We have also had inflation before, such as in the late 1970s and early 1980s,
but it is different this time
. This time, because we have so many colinked bubbles, high inflation and high interest rates are going to be the final blow to our multibubble economy and to the world’s bubble economy, as well.
Our earlier books,
America’s Bubble Economy
(2006) and
Aftershock
(2009 and 2011), described in detail what created the multibubble economy, and how the final two bubbles—the dollar and government debt bubbles—will be the next to pop, bringing on the Aftershock. Here is a quick summary:
Since the early 1980s, we have been borrowing more and more money (pumping up the government debt bubble). One of the key factors that made so much borrowing possible, especially in the past few years, has been the ability of the Federal Reserve to do massive money printing (pumping up the dollar bubble). This massive money printing worked to keep interest rates low and has allowed the government to borrow astronomical amounts to fund its deficit spending. In the years since the financial crisis of 2008, both the dollar and government debt bubbles have grown bigger than ever, in an effort to keep the rest of the multibubble economy afloat. All that was, and still is, okay—as long as the massive money printing can continue.
But here is the problem: massive money printing cannot continue forever. Why? Because massive money printing eventually causes rising inflation. Rising inflation eventually causes rising interest rates, and rising interest rates are not going to be good for maintaining this fake, stimulus-created “recovery.” Instead, rising inflation and rising interest rates are going to be the final blows that pop the bubbles.
The dollar bubble will pop as a result of inflation spiking up, reducing the buying power of the dollar. There is no permanent way around this coming inflation, only short-term delaying tactics. If somehow massive money printing would never, ever cause rising future inflation, that would be great—in that case, we could forget about paying taxes or even earning money because we could all just print money instead. Clearly, that won’t work.

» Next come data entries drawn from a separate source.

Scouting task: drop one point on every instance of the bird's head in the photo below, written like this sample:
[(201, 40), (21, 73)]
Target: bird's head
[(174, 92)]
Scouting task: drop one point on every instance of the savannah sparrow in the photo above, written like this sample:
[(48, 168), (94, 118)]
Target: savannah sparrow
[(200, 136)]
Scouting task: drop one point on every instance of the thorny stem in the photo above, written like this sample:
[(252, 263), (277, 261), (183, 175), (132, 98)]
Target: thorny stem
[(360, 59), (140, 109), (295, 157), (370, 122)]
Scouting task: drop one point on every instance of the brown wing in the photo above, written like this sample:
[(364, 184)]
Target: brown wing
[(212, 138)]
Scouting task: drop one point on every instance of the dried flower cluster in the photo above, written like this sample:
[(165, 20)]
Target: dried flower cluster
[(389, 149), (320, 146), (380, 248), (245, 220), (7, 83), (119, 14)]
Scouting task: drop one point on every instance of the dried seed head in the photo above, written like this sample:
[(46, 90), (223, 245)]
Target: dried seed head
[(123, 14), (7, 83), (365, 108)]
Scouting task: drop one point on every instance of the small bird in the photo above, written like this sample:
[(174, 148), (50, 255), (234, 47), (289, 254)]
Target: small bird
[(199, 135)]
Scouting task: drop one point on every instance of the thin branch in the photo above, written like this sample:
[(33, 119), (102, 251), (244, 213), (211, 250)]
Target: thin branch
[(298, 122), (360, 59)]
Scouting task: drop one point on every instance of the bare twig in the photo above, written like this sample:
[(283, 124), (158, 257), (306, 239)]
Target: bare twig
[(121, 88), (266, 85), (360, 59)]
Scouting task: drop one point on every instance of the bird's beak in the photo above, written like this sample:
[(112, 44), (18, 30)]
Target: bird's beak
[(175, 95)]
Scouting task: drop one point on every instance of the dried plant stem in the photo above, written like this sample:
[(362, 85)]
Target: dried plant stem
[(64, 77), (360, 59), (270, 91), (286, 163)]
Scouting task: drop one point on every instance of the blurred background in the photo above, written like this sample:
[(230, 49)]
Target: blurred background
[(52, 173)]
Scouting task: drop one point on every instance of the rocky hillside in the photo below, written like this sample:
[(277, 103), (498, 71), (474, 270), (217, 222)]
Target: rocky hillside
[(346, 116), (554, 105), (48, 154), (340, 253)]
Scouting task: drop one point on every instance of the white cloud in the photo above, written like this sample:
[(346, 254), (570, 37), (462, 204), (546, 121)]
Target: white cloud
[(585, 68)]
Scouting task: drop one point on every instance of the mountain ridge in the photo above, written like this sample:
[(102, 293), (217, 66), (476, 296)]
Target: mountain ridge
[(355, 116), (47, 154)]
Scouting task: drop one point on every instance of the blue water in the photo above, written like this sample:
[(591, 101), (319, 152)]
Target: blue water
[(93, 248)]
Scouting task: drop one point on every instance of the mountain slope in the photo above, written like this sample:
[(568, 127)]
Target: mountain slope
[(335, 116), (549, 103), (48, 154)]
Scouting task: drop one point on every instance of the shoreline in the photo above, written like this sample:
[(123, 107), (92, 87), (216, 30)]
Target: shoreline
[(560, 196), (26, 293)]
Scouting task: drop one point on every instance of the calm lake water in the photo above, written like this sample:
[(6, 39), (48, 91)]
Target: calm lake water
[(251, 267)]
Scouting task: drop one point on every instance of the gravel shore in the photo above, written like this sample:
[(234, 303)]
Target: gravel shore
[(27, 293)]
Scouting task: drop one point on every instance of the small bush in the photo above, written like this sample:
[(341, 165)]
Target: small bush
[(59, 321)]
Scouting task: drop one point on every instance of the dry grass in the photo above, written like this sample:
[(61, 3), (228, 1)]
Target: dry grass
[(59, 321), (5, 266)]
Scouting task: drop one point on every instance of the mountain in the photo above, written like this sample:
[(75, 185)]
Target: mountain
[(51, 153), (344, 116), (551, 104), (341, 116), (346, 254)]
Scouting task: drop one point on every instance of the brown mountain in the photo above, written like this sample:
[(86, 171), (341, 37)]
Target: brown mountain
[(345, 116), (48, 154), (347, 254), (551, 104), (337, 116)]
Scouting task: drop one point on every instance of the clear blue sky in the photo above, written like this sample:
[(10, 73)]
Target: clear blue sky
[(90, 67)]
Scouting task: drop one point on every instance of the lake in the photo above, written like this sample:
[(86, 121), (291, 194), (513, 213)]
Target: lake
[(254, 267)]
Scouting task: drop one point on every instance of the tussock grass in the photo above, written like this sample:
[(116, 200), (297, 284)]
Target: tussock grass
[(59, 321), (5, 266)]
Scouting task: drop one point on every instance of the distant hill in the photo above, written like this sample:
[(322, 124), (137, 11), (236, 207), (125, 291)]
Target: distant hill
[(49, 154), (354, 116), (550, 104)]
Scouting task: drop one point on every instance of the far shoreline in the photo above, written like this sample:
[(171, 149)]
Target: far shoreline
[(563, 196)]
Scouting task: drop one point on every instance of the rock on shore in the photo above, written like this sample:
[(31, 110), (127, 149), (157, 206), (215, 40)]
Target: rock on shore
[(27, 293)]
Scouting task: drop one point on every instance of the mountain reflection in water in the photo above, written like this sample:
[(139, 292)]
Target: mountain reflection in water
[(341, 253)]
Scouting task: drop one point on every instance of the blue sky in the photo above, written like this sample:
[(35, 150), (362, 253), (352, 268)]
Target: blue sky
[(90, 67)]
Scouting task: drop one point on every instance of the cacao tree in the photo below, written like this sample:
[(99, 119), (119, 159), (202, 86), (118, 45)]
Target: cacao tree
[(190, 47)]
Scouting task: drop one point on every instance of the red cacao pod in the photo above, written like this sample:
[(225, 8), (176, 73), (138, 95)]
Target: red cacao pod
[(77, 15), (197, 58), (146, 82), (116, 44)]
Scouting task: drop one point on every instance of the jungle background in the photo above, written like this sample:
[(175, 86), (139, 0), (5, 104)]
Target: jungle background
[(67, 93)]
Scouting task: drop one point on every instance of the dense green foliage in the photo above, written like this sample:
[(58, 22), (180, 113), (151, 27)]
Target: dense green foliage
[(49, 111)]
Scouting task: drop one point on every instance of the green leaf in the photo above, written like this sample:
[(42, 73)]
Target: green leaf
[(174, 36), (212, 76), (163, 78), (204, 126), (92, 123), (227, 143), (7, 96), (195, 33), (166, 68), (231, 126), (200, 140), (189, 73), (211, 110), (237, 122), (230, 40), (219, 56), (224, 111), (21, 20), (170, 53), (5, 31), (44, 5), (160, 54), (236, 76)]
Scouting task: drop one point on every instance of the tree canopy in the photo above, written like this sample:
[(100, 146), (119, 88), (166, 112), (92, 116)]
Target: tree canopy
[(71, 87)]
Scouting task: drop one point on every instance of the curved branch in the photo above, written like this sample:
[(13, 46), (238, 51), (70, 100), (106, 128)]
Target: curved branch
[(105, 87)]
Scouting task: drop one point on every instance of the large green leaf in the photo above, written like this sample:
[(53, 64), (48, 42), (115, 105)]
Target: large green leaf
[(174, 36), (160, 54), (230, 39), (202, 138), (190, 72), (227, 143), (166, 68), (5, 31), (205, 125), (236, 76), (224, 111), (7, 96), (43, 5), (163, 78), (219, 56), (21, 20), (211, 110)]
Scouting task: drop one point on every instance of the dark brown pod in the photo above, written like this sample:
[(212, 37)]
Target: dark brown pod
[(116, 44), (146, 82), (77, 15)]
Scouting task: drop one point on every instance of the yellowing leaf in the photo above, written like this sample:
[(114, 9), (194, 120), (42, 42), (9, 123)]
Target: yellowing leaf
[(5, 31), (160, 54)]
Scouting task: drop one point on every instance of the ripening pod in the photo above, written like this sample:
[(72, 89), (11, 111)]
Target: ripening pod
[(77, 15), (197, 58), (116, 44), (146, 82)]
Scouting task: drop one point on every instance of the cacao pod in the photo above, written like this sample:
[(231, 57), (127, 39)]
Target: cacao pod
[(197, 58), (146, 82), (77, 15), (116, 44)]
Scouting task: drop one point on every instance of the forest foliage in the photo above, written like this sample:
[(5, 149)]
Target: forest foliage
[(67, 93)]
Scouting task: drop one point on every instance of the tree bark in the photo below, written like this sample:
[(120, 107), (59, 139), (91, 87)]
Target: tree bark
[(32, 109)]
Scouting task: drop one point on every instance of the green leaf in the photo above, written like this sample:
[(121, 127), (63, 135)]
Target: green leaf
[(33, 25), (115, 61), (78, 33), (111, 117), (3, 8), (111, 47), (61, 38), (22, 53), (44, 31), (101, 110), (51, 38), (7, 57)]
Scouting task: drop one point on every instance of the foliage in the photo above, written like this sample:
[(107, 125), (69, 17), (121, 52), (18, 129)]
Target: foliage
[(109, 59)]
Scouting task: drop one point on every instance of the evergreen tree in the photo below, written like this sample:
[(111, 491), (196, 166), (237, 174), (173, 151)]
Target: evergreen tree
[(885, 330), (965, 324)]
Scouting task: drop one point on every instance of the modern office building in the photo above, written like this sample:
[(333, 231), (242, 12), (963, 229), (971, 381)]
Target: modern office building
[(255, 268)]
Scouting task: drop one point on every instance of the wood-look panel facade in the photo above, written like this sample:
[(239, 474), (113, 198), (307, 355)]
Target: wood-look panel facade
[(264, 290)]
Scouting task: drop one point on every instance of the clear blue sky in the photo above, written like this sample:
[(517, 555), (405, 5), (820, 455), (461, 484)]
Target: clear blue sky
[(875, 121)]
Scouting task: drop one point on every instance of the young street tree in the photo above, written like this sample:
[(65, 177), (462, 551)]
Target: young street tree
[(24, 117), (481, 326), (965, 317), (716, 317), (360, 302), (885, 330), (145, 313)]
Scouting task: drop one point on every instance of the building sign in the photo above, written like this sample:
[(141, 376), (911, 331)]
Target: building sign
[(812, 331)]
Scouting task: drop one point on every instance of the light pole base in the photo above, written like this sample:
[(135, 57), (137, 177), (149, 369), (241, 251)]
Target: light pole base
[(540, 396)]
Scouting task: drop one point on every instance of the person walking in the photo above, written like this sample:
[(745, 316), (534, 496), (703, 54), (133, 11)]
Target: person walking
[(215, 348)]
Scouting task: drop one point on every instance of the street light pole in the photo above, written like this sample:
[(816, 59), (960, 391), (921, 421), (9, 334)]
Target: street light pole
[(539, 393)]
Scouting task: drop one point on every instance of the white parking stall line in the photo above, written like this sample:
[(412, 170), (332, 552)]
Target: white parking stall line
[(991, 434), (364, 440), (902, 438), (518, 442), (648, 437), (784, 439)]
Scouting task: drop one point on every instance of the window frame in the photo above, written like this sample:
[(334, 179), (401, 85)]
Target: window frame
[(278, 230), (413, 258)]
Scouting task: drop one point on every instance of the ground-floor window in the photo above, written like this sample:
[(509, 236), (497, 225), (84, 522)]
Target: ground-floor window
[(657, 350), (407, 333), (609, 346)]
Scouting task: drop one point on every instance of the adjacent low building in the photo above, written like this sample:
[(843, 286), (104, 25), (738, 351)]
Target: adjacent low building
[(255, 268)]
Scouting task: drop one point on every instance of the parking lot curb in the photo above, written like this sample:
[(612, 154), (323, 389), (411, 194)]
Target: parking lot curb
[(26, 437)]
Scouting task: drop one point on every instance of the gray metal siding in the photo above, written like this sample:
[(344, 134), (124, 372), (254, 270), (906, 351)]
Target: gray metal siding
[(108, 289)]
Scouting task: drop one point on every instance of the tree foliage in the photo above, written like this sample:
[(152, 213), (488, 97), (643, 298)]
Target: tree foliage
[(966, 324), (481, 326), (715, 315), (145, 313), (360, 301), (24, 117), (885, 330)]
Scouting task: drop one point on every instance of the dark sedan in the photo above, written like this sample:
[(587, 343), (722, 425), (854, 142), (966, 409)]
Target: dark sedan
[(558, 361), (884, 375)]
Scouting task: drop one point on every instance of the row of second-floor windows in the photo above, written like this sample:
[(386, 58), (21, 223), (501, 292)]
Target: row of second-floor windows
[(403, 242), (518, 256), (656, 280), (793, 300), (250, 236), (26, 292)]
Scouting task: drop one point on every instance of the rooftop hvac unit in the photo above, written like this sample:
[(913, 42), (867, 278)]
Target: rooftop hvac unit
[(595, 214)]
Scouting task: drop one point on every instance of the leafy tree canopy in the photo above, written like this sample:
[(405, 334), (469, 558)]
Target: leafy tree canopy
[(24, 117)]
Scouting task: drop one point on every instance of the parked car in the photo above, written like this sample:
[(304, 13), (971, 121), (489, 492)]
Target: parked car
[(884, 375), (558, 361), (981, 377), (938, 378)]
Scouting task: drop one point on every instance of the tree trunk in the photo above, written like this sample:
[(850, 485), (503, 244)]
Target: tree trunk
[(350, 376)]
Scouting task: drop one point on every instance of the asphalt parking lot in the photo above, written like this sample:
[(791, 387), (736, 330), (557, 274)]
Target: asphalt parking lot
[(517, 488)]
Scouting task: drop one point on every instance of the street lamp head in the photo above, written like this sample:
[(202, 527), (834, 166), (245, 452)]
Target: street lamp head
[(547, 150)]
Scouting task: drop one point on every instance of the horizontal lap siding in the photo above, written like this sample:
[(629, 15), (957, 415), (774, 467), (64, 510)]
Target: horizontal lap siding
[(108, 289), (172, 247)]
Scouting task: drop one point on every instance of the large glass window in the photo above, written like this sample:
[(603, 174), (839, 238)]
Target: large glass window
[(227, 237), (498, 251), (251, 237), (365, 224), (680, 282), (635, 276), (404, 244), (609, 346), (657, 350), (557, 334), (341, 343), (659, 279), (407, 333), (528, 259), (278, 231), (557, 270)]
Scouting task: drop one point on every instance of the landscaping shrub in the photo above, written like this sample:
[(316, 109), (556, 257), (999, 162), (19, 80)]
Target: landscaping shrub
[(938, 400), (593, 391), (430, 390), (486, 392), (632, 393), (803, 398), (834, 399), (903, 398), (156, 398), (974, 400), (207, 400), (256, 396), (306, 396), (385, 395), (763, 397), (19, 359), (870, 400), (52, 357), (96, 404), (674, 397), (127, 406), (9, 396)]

High inflation and high interest rates will make dollar-denominated assets not so appealing, especially to foreign investors, who currently own more than $20 trillion in U.S. assets. When inflation comes, foreign investment will fall, and the dollar bubble will fall. Anyone who deludes himself into thinking foreign investors will stay in the United States because they “have nowhere else to go” is just being silly. Of course they will have other places to go. They will go back to their own countries’ assets, such as their own short-term debt, which will be falling as well, but will not be falling as much as our dollar-denominated assets. Even today most money stays in other countries. It doesn’t all come to the United States.